Что это? Соловей? Дрозд? Малиновка? Нет, это ручеек. Он еще бьется под снегом. А вот и подснежники. Они растут в горах. Первые ласточки. Так стучится весна.
Пятнадцать монет. Однажды Нико услышал рядом: «Этот мальчик – большое чудо!» – «В Италии много чудес, сеньор». Он оглянулся. На него смотрели. Хорошо смотрели. Но он все равно убежал.
Они сильные. А вдруг они выхватят скрипку? Так уже было. Нико подпрыгивал и просил, а они смеялись и кричали: «Выше! А ну, выше!» Над Нико все готовы смеяться. А вы? Почему вы не смеетесь?
Смейтесь! Это же смешно – горбатый музыкант.
Иногда Нико не любит скрипку. Ненавидит. Она, как проклятье той старой женщины, что билась в пыли и кого-то кляла. Она снилась Нико целую неделю.
Со скрипкой нет холода, не хочется есть, но у Нико потом дрожат руки и губы, его бьет злая лихорадка и кажется, что умираешь. Нико не хочет – скрипка сама плачет.
Нико боится умереть. Дева Мария! Вокруг цветы, небо, а тебя уже нет, и скрипка играет, а ты уже умер.
Нико! Улыбнись сейчас же!
А куда ты денешь деньги?
Восемь монет давно пора заплатить за коморку, две – на хлеб, а пять он отдаст садовнику. У того все деньги Нико. Когда-нибудь Нико отправится путешествовать.
И учиться.
А вот и ограда. Шершавая. За оградой – дорожка. Белый дом. Это дворец. А вокруг – сказочный сад. Однажды Нико увидел в саду девочку. Она была как белый цветок. Платье как лепестки. Наверное, это была принцесса. Нико хотел сыграть тарантеллу. Нико не виноват, скрипка сама заиграла печальное.
Сердце так и сжималось. А когда он опустил скрипку, их глаза встретились. Девочка прижалась лицом к ограде. Глаза большие и черные. Она протянула руку и погладила Нико по щеке, а потом быстро-быстро повернулась и убежала. Нико смотрел ей вслед. Как он хотел, чтоб его еще раз погладили по щеке.
Нико приходит сюда каждый день. Девочки больше нет. Ветер ворошит прошлогодние листья. Во дворце никто не живет…
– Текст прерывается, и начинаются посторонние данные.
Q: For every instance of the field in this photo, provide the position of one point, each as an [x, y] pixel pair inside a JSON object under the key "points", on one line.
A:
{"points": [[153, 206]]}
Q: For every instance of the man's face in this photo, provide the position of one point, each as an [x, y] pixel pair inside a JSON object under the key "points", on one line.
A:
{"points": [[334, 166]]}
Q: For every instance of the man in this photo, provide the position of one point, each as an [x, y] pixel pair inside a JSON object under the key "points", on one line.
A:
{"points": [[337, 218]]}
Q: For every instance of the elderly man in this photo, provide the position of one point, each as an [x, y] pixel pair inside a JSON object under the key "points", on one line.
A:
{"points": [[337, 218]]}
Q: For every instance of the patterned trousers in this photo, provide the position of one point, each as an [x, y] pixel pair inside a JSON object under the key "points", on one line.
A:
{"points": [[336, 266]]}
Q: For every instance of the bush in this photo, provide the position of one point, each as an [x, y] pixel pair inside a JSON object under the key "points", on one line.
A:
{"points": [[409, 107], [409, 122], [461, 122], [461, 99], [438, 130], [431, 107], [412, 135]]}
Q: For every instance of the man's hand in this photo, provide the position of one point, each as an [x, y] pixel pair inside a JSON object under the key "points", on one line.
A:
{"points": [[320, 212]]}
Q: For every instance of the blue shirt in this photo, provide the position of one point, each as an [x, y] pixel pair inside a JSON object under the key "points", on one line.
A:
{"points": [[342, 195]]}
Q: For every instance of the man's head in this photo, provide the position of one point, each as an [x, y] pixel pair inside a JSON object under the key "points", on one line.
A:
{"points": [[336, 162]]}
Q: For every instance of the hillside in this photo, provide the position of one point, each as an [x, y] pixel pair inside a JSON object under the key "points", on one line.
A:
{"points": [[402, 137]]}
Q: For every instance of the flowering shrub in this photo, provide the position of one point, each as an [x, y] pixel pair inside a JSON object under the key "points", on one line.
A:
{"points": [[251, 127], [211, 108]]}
Нужно зарыться с головой. Старая овчина славно греет, если подышать. Нужно подышать на скрипку. Учитель говорил: «Скрипка умирает, если рядом с ней нет человека». Вот и тепло. Нужно всегда рядом – ты и скрипка.
Звезды. Розовые, синие, красные звезды. Разве бывают розовые звезды? Откуда они? И цветы? Откуда здесь цветы? Тюльпаны? Море тюльпанов. Красное море. Они стройные как королевские гвардейцы. Розы – придворные дамы. Щеголи гладиолусы. А вот и пионы, левкои, незабудки, маргаритки… Кто это? Эта женщина – фея цветов. Проси ее скорей, Нико!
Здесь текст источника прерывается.